Guard Patrick Beverley just one factor in toughening up of Bulls

The addition of Beverley has helped, but coach Billy Donovan is also seeing a group that now understands the moment of a game where adversity hits, and when it’s time to finally hit back.

Patrick Beverley

Bulls guard Patrick Beverley is one factor in the team’s recent 8-4 record, but there’s also a general toughness being shown that wasn’t there earlier this season.

Tim Nwachukwu/Getty Images

PHILADELPHIA — Doc Rivers knows Chicago basketball well. The 76ers coach starred at Proviso East and thought the Bulls were going to draft him as a hometown kid coming out of Marquette in 1983.

It didn’t happen, and he still talks about it with a hint of missed opportunity in his voice.

So he knows exactly what West Side native Patrick Beverley means to the Bulls today, and what playing for them means to Beverley.

“It’s where you grow up,” Rivers said. “Chicago is a unique style of basketball. Patrick Beverley shows that every time he walks out on the floor. He went to Marshall . . . too bad for him he didn’t go to Proviso. But I think he averaged 40 in high school? Our guys were actually talking about that a couple days [ago]. That’s pretty amazing.”

As is the Bulls’ sudden turnaround after many nights of lethargic, soft play this season.

Is the hard-nosed Beverley the reason the Bulls have gone 8-4 since his arrival and are now playing their best basketball?

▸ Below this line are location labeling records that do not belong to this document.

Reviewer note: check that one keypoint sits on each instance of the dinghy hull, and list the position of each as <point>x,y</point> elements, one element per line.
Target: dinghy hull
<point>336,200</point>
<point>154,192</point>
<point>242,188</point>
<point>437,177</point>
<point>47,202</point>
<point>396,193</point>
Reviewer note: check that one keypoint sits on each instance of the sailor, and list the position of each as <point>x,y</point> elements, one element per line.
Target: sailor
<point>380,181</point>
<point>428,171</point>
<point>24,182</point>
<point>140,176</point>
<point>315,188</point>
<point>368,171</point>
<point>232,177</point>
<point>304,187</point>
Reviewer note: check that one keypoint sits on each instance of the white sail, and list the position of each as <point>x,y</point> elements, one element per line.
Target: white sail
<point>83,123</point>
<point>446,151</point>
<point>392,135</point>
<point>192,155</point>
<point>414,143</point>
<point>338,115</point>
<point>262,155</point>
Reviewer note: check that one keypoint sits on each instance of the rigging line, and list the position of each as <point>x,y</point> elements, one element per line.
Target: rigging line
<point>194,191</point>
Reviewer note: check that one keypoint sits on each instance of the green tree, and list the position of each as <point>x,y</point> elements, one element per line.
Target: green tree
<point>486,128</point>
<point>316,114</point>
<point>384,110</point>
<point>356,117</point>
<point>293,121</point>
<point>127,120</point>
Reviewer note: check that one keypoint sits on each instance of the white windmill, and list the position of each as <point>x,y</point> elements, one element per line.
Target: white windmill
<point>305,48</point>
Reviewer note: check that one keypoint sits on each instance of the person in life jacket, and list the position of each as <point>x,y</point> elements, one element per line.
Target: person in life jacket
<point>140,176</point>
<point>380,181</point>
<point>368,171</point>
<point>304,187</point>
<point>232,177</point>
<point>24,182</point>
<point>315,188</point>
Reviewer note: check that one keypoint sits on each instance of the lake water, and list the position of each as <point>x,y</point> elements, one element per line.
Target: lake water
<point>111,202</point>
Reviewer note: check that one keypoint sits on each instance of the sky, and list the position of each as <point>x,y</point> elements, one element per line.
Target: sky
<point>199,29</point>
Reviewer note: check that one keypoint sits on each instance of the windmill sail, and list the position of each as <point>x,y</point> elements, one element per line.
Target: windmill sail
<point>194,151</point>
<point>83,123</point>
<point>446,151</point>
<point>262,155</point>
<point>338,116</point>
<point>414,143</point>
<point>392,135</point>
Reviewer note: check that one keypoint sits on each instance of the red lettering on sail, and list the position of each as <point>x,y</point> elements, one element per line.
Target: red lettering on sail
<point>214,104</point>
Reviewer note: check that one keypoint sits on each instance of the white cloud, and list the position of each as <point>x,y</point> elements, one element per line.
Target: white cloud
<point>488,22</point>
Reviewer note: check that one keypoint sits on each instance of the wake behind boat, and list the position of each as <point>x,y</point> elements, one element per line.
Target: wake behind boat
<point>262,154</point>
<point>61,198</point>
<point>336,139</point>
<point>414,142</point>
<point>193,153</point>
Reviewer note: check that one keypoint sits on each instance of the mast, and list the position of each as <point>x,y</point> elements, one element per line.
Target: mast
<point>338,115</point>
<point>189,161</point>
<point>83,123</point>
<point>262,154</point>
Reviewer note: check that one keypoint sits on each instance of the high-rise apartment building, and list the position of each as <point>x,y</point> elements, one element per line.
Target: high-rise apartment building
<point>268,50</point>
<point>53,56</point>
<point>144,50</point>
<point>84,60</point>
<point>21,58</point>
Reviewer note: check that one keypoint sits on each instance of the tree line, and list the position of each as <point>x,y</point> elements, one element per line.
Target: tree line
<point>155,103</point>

He’s definitely a piece of it.

But as coach Billy Donovan pointed out in the wake of Monday’s double-overtime win over the 76ers (48-23), it feels as though Bulls players are finally starting to understand how to dig their feet in during tough moments, take a punch and punch back.

“I don’t want to say we’ve figured anything out, because anytime you say you figured something out, you lose an opportunity to grow,” Donovan said. “But the one thing we have done as of late, which is the one thing we’ve struggled with — whatever word you want to use, ‘let go of the rope,’ ‘frustration,’ ‘disappointment’ — we’ve kept grinding and playing [lately]. I like our huddles a lot more in terms of communication. There were times in the past where we would get a little bit quiet. I think guys were trying to internalize what they’ve got to do, but we’ve got to get to a place where [we] do it together. I’m hopeful that’s helped us grow, just to have that kind of mentality to fight and compete.”

What took so long? That’s a question players can only answer individually. Veteran forward DeMar DeRozan practically has been begging this group to find consistent urgency for weeks, and maybe it finally sank in. If Beverley was the catalyst, so be it.

“We’ve got to be desperate,” DeRozan said. “We’re fighting for our life every single game, and we don’t want to put our faith in nobody else’s hands, hoping someone loses, and playing that whole game. All we can do is control what we can control.”

They seem to be succeeding. While other potential Eastern Conference play-in teams have been sputtering the last few weeks, the Bulls (34-37) have enjoyed a small surge. As of Tuesday, they were 10th in the conference standings — the final play-in spot — with a buffer between themselves and the teams on the outside looking in. They also have the potential to move up; only a half-game separates them and the ninth-place Raptors with 11 games to play.

Donovan’s hope is that the new grind-it-out mentality is here to stay for those 11 games and into the postseason.

“If you get into a situation where your confidence rides on the external result of winning or losing, you don’t have a lot of confidence,” he said. “It’s the NBA. It’s about trying to play to a standard you want to play to as a team against everybody, not just Philly.”

A Chicago kid in the mix doesn’t hurt.